Seven beautiful drawings made over a century ago by the famous artist Brangwyn, in preparation for the murals in Christ’s Hospital School’s Chapel, have just been dispatched for the first stage of a project to conserve them. This exciting conservation project is set to take 6 months and is being funded by Horsham District Year of Culture 2019, with progress being documented throughout.
Christ’s Hospital Chapel has been home to a stunning series of sixteen mural paintings by Sir Frank Brangwyn for the last century. An artist of international renown, Brangwyn was commissioned to paint the sequence in 1912, finally completing them in 1923. They depict the spread of Christianity throughout the world.

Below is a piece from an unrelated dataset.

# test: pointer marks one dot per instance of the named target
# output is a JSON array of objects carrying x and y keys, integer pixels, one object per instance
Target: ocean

Brangwyn also gave the school seven conté crayon preparatory drawings (cartoons) for the murals. These large-scale, richly coloured, framed studies have remained in the school’s museum store since the 1920s, subsequently falling into a vulnerable state of disrepair. The cartoons will now be cleaned, re-mounted, backed and framed by a specialist paper conservator and framer, which will hopefully ensure these hidden treasures are restored to their former glory for future generations to enjoy.
Brangwyn’s Christ’s Hospital drawings will go on display, for the first time in nearly 100 years, at Horsham Museum and Art Gallery as part of the Year of Culture from 9 February to 23 March 2019. Following this, they will return to Christ’s Hospital Museum as part of a larger exhibition. This will showcase Brangwyn’s early planning for the Chapel murals, and his changing ideas and inspirations as they evolved, as well as invite comparison between the figurative, subtle sketches, and the rich and decorative murals. This exhibition will run from spring 2019 to April 2020 and will be freely open to the public. The Museum will also be offering a programme of public Mural Tours and Talks for all ages.
Interest in Sir Frank Brangwyn (1867–1956) as an artist is far-reaching; while 2017 marked the 150th anniversary of Brangwyn’s birth, 2019 celebrates the centenary of him working on the CH murals. He was an Anglo-Welsh artist born in Bruges, who trained with the famous Arts and Crafts maker, William Morris, and yet bridged the Modern Movement in art. He worked prolifically across all media, in a career that spanned some 70 years, before ending his days in Ditchling, Sussex.